そんな俺にルミアは頭を撫でてた手で軽く額を叩くと、また頭を撫でてくる。
あぁ…やばい…マジで寝る。
「…あれ?アルタイル君寝てるよ?」
「え?…あ、起きて!アイル君!っていうかリィエルも寝てる!?」
そのまま寝ていると、ルミアに起こされた。
いや〜、ルミアの温かさといい匂いでつい寝ちゃった。
「そしてそこは公衆の面前でイチャつくな!というか殿下の前でよくやるわね、アイル!」
「いいじゃん。ちゃんお付き合いしてる訳だし。しっかりアピールしておけば、余計な虫もつかないし」
そんなやり取りをしていると、やっと講義室のドアが開いた。
「いや〜メンゴメンゴ。
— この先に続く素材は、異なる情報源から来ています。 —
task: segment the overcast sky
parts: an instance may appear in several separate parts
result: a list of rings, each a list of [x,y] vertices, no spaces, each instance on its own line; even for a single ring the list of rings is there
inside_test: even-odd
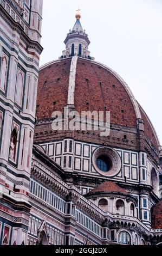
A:
[[[62,55],[78,7],[90,55],[125,80],[162,144],[162,1],[44,0],[41,65]]]

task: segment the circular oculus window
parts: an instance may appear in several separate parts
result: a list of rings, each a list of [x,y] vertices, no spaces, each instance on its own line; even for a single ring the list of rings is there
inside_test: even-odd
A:
[[[94,152],[92,162],[95,169],[100,174],[113,176],[121,169],[121,159],[118,154],[107,147],[101,147]]]

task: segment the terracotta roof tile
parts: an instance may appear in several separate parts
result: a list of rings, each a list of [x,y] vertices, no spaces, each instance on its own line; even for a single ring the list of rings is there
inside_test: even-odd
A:
[[[112,181],[106,181],[99,185],[98,187],[91,190],[89,193],[96,192],[120,192],[124,194],[128,194],[126,191],[117,184]]]

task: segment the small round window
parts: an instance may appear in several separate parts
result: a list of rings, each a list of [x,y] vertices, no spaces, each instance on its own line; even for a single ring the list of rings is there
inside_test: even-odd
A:
[[[96,149],[92,156],[94,169],[103,176],[116,176],[121,170],[121,159],[118,153],[107,147]]]
[[[112,167],[111,160],[106,155],[101,155],[96,160],[97,166],[100,170],[104,172],[108,172]]]

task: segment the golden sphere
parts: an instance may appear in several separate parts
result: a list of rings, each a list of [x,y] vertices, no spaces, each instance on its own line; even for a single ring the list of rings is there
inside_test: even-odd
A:
[[[76,19],[76,20],[80,20],[81,17],[81,15],[80,13],[80,10],[77,10],[75,14],[75,18]]]

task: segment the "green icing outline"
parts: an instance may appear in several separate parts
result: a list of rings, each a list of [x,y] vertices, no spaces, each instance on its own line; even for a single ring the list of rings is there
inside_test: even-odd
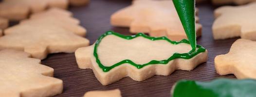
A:
[[[149,36],[147,36],[146,35],[145,35],[142,33],[139,33],[136,34],[136,35],[131,35],[131,36],[126,36],[124,35],[121,34],[119,34],[118,33],[112,31],[109,31],[106,32],[105,33],[102,34],[101,36],[100,36],[99,38],[97,40],[96,43],[95,43],[94,48],[94,50],[93,50],[93,55],[95,57],[96,59],[96,62],[98,64],[99,66],[102,69],[103,72],[107,72],[110,70],[111,69],[118,66],[119,65],[120,65],[124,64],[129,64],[132,65],[133,65],[137,67],[138,69],[141,69],[143,67],[145,67],[146,65],[153,65],[153,64],[167,64],[169,62],[171,61],[171,60],[177,58],[181,58],[181,59],[189,59],[197,55],[197,54],[201,53],[205,51],[205,48],[202,47],[202,46],[197,45],[197,48],[198,48],[198,49],[193,52],[193,53],[182,53],[180,54],[178,53],[174,53],[172,56],[170,57],[167,59],[164,60],[161,60],[161,61],[157,61],[157,60],[152,60],[150,61],[149,62],[144,64],[143,65],[138,65],[135,63],[134,63],[132,61],[126,59],[123,60],[122,61],[120,61],[113,65],[112,65],[110,66],[104,66],[102,64],[101,64],[100,60],[99,59],[98,53],[97,53],[97,47],[98,47],[99,45],[100,44],[101,40],[106,36],[109,35],[114,35],[116,36],[119,37],[120,38],[127,39],[127,40],[131,40],[134,38],[135,38],[138,37],[143,37],[145,38],[148,39],[149,40],[152,40],[152,41],[156,41],[156,40],[166,40],[168,42],[169,42],[170,43],[174,44],[174,45],[178,45],[180,43],[186,43],[187,44],[189,44],[189,42],[186,39],[183,39],[182,41],[180,42],[177,41],[172,41],[166,37],[150,37]]]

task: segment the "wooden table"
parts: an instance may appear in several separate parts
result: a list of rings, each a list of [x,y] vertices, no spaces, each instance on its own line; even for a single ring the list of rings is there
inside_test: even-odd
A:
[[[86,37],[93,44],[105,32],[113,30],[125,34],[130,34],[128,28],[112,27],[110,24],[110,15],[130,5],[127,0],[91,0],[86,6],[70,9],[74,17],[79,19],[81,25],[88,30]],[[119,88],[123,97],[170,97],[173,84],[182,79],[207,81],[218,78],[235,78],[233,75],[220,76],[216,73],[214,58],[217,55],[226,53],[232,44],[237,38],[213,40],[212,25],[214,21],[213,10],[210,2],[197,5],[200,9],[200,22],[203,25],[202,35],[198,43],[208,51],[208,59],[191,71],[177,70],[167,76],[155,76],[145,81],[138,82],[128,77],[108,86],[98,81],[91,69],[79,69],[74,53],[57,53],[48,55],[42,64],[55,69],[55,77],[64,82],[63,93],[56,97],[82,97],[89,91],[104,90]]]

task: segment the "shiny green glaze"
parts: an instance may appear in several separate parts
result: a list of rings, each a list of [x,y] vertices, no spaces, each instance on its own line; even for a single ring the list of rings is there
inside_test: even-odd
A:
[[[195,0],[173,0],[180,19],[185,30],[192,50],[196,50],[197,45],[196,21],[195,19]]]
[[[256,80],[220,79],[210,82],[181,81],[173,97],[255,97]]]
[[[188,44],[189,44],[189,42],[186,40],[183,39],[180,42],[176,42],[176,41],[172,41],[170,40],[169,40],[166,37],[150,37],[146,35],[145,35],[142,33],[138,33],[132,36],[125,36],[124,35],[122,35],[121,34],[114,32],[106,32],[105,34],[102,35],[97,40],[95,44],[94,48],[94,51],[93,51],[93,55],[94,56],[95,59],[96,59],[96,62],[99,65],[99,66],[102,69],[102,70],[104,72],[107,72],[111,69],[114,68],[115,67],[116,67],[117,66],[119,66],[120,65],[121,65],[124,64],[129,64],[131,65],[132,65],[135,67],[136,67],[138,69],[140,69],[143,68],[144,66],[146,66],[147,65],[153,65],[153,64],[167,64],[170,61],[177,59],[177,58],[181,58],[181,59],[190,59],[194,56],[197,55],[197,54],[201,53],[205,51],[205,49],[200,45],[197,45],[197,47],[198,48],[198,49],[194,52],[194,53],[175,53],[172,56],[170,56],[168,59],[164,60],[160,60],[160,61],[157,61],[157,60],[152,60],[150,62],[149,62],[147,63],[145,63],[145,64],[143,65],[138,65],[136,63],[134,63],[132,61],[126,59],[123,60],[118,63],[116,63],[114,65],[112,65],[111,66],[105,66],[104,65],[101,64],[100,60],[99,59],[98,53],[97,53],[97,47],[99,46],[99,45],[100,44],[100,42],[101,40],[104,37],[105,37],[106,36],[109,35],[115,35],[117,37],[119,37],[120,38],[127,39],[127,40],[131,40],[135,38],[138,37],[143,37],[146,39],[149,39],[152,41],[157,41],[157,40],[164,40],[165,41],[167,41],[169,42],[170,44],[174,44],[174,45],[178,45],[180,43],[186,43]]]

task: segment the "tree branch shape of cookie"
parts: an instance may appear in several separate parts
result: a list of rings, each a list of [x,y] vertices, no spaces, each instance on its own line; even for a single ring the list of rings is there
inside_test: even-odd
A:
[[[212,0],[213,3],[217,5],[221,5],[232,3],[238,5],[241,5],[254,1],[256,1],[256,0]]]
[[[216,9],[213,26],[215,39],[241,36],[256,40],[256,3],[238,7],[224,6]]]
[[[238,79],[256,79],[256,42],[237,40],[226,54],[217,56],[215,68],[220,75],[234,74]]]
[[[43,59],[48,53],[73,52],[79,48],[89,46],[88,39],[76,35],[85,34],[85,30],[75,32],[79,28],[79,22],[65,16],[55,19],[48,17],[38,16],[5,30],[5,35],[0,37],[0,49],[24,51],[33,58]]]
[[[207,60],[207,51],[197,45],[188,52],[187,40],[172,41],[165,37],[152,37],[140,33],[124,36],[108,32],[94,45],[75,52],[80,68],[91,68],[103,85],[129,76],[142,81],[155,75],[169,75],[176,69],[191,70]]]
[[[1,97],[44,97],[61,93],[62,81],[51,77],[54,69],[30,56],[23,52],[0,51]]]
[[[165,36],[173,41],[187,39],[172,0],[133,0],[131,5],[111,16],[111,23],[114,26],[129,27],[133,33],[143,32],[151,36]],[[197,23],[197,36],[201,34],[201,27]]]
[[[3,0],[0,3],[0,16],[12,20],[26,18],[30,13],[36,13],[49,7],[67,9],[68,0]]]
ベンチでうたた寝しててつい…」
「遅ォォォォォォォォォォい!!!」
やっとこさ現れた先生に、システィの超絶技巧の風が襲う。
「お、お前ぇぇぇぇ!!第七階梯を軽く超える超絶技巧をこんなお仕置に使うんじゃねぇ!俺の立つ瀬がなくなるだろ!」
「どやかましいわよ!こんなここ一番の大舞台で、遅刻なんてしてんじゃないわよ!!」
「もうむしろ、お前が抗議しろよ!こんな三流の雑魚よりよっぽどいいだろ!!」
「何わけわかんないこと言ってんの!!」
…本当に相変わらずの光景だ。
そんな光景に俺達は苦笑いを浮かべながら、やり取りを見守る。
「さて…どこからやるかな…」
「もう!しっかりしてください!先生!」
「わぁってるよ。ったく…よし、決めた。初日はガイダンスっつーか、根本的な魔術師としての概論を語ろうか。一つ初心に返る意味も含めてな」
その途端。
大講義室の空気が引き締まった。
俺を含めた誰も彼もが抱く、先生の言葉を一言一句聞き逃すまい、そういう熱意からだ。